11 de Maio de 2015 às 11:18

Na próxima quarta-feira 13, a Seção de Atividades Culturais traz para a Assembleia uma apresentação do Grupo de Catira e Folia de Santos Reis Cora Coralina, da Cidade de Goiás, agendado para às 14 horas do saguão de entrada da Casa.

O Grupo é composto por mais de quarenta integrantes, no entanto, na ocasião estarão presentes vinte catireiros e foliões que têm em seus repertórios a programação de uma homenagem ao presidente da Casa deputado Helio de Sousa (DEM) e ao deputado Dr. Antonio (PDT), que representa a Cidade de Goiás.

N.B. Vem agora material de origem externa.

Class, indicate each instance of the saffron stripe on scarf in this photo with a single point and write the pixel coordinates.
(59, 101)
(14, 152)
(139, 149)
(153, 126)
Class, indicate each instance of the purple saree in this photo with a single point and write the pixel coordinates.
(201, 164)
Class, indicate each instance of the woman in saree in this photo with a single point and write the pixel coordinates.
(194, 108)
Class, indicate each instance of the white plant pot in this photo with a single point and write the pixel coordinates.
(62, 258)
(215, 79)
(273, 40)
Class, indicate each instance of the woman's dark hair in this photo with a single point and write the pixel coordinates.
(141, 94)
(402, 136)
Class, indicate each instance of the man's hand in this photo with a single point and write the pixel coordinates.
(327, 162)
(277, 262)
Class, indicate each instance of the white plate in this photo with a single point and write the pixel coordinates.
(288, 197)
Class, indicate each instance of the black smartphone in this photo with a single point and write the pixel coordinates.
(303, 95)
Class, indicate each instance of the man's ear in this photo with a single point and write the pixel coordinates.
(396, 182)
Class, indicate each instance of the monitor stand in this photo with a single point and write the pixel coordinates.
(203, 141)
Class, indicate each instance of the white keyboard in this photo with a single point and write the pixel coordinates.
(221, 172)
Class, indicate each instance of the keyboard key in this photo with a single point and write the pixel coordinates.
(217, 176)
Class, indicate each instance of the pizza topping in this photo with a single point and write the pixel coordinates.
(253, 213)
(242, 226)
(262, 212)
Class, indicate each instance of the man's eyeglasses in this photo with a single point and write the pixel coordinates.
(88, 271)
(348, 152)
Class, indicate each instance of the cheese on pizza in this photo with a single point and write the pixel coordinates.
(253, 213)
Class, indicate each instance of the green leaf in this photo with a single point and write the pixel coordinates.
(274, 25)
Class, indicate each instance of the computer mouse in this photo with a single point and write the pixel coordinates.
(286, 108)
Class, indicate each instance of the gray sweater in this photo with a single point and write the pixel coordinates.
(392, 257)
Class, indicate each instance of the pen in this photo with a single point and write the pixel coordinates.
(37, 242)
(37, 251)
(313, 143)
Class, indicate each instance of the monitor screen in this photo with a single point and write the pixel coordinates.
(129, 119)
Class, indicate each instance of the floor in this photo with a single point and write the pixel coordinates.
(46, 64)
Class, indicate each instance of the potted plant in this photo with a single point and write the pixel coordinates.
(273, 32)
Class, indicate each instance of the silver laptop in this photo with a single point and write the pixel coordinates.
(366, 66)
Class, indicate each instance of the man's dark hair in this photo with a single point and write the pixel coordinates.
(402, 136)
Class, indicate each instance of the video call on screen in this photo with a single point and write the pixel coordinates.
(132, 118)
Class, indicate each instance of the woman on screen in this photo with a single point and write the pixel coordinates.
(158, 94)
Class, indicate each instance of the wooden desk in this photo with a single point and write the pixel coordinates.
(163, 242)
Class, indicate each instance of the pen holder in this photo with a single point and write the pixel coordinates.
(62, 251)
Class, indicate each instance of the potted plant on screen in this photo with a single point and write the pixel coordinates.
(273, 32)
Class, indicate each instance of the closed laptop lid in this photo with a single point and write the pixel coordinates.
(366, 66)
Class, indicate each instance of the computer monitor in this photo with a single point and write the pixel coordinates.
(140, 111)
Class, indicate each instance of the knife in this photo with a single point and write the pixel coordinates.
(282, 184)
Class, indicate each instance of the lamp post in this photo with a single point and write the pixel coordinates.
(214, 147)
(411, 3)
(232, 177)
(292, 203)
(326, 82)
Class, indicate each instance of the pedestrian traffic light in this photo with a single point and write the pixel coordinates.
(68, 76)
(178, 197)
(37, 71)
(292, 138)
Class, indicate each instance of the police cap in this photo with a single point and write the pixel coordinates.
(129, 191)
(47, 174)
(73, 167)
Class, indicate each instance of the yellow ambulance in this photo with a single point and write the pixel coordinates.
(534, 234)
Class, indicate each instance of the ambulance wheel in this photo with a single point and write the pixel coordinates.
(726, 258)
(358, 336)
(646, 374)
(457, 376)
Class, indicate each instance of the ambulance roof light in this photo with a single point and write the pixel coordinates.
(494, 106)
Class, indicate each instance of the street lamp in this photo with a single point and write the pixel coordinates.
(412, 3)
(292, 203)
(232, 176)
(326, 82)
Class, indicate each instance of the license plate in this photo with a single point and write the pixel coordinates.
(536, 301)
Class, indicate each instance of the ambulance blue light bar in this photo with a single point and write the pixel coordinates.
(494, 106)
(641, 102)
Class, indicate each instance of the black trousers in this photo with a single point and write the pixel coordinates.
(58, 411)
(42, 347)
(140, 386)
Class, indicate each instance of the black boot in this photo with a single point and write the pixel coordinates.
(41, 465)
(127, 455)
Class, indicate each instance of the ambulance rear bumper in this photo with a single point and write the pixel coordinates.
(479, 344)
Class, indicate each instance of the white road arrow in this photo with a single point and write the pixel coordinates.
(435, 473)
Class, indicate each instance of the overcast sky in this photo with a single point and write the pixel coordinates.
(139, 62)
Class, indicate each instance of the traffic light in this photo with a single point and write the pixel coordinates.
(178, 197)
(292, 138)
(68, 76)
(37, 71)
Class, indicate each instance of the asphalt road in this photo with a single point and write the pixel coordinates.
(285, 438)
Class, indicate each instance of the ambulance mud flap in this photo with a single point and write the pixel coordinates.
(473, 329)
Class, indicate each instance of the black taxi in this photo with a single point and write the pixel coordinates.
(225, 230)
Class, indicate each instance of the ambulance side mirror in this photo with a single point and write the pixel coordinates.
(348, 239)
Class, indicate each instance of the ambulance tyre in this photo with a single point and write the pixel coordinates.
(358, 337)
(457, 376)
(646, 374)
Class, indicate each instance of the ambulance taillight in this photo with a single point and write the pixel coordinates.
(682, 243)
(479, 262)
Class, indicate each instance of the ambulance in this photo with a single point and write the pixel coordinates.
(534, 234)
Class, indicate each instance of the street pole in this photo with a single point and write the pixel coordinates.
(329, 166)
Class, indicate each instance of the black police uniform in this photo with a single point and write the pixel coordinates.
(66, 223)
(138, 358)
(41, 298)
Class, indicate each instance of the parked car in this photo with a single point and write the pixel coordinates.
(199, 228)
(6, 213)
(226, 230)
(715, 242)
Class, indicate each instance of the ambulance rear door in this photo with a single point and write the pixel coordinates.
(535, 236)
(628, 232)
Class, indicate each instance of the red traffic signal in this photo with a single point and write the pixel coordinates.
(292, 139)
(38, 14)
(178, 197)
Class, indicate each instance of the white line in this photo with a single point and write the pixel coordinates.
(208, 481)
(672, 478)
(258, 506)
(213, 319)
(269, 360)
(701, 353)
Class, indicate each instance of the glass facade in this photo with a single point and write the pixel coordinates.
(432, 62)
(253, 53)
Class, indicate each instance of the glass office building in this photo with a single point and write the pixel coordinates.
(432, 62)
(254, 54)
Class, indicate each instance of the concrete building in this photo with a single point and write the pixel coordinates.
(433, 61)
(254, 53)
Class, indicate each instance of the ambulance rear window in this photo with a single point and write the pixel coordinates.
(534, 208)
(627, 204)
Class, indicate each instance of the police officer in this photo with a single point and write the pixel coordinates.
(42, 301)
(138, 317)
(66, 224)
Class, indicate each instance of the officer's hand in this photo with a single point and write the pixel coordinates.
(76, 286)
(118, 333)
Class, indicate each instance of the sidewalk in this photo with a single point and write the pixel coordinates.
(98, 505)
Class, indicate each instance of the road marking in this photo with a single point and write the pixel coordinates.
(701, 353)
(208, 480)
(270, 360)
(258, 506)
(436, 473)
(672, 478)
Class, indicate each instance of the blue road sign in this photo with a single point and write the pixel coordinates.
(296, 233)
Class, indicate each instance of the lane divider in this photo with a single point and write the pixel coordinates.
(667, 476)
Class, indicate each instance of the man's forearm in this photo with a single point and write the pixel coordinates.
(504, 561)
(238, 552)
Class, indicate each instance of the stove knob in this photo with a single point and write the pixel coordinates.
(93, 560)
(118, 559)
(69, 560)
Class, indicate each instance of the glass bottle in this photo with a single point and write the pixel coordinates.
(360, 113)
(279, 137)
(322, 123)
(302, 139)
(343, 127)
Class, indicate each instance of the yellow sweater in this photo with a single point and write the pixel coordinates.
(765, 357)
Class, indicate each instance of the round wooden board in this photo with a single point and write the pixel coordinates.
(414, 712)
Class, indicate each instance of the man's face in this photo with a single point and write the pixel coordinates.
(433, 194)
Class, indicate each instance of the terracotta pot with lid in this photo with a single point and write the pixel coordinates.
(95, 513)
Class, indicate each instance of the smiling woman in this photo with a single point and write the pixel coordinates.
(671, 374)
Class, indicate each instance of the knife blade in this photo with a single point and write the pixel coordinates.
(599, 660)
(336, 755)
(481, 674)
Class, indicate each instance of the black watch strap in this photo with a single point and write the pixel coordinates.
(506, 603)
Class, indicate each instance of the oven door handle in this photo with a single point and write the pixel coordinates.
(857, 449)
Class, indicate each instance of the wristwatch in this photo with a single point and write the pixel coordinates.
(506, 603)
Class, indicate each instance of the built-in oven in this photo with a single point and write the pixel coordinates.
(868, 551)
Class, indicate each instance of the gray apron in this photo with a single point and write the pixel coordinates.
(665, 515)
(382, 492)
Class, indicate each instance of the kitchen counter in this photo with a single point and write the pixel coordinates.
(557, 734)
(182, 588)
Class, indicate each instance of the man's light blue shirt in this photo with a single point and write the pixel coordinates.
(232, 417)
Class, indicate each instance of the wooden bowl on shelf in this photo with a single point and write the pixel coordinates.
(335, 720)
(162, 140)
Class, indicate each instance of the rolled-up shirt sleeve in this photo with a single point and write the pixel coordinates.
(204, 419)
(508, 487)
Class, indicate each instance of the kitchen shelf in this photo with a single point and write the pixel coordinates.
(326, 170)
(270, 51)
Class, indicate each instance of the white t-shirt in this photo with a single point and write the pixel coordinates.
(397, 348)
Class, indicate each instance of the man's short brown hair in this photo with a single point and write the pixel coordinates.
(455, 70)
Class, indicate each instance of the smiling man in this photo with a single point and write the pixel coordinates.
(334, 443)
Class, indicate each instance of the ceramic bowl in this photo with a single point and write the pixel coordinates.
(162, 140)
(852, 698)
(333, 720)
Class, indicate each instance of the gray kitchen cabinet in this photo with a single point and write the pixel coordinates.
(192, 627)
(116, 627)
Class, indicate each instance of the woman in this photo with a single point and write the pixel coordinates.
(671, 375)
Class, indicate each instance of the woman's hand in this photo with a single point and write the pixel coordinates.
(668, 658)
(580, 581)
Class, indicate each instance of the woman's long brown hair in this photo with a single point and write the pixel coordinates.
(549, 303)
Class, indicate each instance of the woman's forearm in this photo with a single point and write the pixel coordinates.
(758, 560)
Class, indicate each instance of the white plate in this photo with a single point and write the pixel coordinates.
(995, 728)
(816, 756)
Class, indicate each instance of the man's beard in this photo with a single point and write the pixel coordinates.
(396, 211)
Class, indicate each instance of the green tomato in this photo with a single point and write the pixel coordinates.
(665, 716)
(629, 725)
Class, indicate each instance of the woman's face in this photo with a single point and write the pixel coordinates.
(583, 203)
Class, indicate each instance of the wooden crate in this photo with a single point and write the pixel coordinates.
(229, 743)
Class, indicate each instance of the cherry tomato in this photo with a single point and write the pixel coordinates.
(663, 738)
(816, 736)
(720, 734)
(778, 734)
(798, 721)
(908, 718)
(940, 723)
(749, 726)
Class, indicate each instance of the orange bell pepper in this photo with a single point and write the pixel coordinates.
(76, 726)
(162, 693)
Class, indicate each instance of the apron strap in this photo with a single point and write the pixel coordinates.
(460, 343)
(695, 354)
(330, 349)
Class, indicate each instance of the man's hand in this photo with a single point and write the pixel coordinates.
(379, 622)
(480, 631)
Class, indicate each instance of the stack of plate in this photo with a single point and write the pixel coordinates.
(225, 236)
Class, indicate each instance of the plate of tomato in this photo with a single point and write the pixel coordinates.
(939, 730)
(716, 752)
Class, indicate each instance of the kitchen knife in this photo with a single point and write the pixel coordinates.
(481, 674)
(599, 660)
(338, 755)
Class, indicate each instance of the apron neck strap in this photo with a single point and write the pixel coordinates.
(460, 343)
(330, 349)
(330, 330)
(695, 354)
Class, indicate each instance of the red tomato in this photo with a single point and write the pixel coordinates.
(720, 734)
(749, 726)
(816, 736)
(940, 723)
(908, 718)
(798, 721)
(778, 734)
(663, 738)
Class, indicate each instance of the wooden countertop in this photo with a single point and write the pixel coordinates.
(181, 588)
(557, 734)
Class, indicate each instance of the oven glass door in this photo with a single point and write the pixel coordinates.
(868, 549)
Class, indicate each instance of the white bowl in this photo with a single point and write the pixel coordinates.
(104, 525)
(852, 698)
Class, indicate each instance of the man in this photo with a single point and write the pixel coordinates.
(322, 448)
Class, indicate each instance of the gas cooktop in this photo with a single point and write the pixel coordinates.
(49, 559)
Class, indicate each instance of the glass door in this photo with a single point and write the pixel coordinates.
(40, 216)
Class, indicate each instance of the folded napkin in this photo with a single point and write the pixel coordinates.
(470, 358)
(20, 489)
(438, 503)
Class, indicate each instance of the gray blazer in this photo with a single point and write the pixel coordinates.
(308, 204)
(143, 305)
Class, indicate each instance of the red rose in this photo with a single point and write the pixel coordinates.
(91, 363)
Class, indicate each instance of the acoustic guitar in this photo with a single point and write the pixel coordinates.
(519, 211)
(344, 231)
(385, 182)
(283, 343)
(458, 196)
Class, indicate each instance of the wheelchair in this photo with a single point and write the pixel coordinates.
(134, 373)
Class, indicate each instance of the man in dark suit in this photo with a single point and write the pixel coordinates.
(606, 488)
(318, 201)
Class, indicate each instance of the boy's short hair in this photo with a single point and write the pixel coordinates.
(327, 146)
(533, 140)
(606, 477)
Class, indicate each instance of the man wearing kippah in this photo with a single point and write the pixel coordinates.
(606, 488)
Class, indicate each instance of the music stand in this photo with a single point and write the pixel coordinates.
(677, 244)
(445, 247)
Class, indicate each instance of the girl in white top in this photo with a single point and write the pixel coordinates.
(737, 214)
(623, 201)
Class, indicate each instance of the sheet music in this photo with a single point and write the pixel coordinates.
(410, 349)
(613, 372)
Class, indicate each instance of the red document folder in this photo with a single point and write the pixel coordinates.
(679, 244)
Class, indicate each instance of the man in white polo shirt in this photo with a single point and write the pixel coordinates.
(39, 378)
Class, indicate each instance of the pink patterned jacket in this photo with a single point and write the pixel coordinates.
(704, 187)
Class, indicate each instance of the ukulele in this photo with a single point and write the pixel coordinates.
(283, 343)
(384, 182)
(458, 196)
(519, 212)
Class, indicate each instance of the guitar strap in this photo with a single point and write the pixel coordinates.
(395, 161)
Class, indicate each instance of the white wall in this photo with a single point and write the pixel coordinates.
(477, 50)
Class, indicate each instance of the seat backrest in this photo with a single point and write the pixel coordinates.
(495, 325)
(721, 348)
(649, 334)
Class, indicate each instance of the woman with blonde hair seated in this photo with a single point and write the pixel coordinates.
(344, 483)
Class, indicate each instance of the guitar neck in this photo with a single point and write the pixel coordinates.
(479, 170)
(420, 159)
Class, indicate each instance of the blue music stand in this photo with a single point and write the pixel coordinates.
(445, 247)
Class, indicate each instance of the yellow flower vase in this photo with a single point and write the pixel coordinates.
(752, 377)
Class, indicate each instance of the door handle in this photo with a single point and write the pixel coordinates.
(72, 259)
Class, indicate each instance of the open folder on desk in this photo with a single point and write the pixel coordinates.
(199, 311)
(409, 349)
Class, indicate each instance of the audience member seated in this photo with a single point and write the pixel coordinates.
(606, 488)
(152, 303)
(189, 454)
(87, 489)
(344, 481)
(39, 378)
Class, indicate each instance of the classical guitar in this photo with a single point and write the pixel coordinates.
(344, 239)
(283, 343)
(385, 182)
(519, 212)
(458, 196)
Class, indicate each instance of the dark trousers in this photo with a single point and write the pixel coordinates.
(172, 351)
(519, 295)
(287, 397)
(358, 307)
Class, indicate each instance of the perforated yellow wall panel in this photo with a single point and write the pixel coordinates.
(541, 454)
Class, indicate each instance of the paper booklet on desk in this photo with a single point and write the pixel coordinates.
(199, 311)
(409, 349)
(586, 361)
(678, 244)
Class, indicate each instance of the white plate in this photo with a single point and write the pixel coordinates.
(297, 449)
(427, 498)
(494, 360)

A Seção de Atividades Culturais é o agente responsável pela execução da política cultural da Assembleia Legislativa focada nas relações com instituições e produtores do setor, e no incentivo e divulgação dos trabalhos dos artistas goianos. Oferecendo espaço e organizando exposições e eventos, a Seção de Atividades Culturais promove a cultura goiana nas suas mais diversas manifestações, que são ricas nas áreas de pintura, música, danças, literatura, folclore e outras formas da arte universal.

Tradição

A folia é considerada uma expressão do Brasil agrário, que tem características próprias, expressas em coreografias, ritmos e canções. Evento popular que transcende a esfera religiosa de sua origem e alia aspectos profanos e regionais.

No Brasil, a Folia de Reis é uma das tradições herdadas dos colonizadores portugueses, com influências das religiões exercidas pelos escravos e, mesmo no Brasil, é diferente em algumas regiões.

Essa festa comemora o nascimento de Cristo. O enredo lembra a viagem que os três reis magos - Baltazar, Belchior e Gaspar - fizeram a Belém para encontrar o Menino Jesus.

Os palhaços, vestidos a caráter e cobertos por máscaras, representam os soldados do rei Herodes, em Jerusalém, e na Folia têm a função de animar a festa e espantar os maus espíritos.

Da tradição portuguesa os foliões pedem licença para entrar e começam a cantoria. Os cantos, chamados também de tala e contra-tala, têm aquele falsete agudíssimo, um lamento choroso que corta o sertão paulista, mineiro e goiano. É assim a cada ano: o Alferes da Folia, chefe dos foliões, pode bater à porta a qualquer momento, de manhãzinha, seguido dos palhaços do Reisado e de seus instrumentos barulhentos.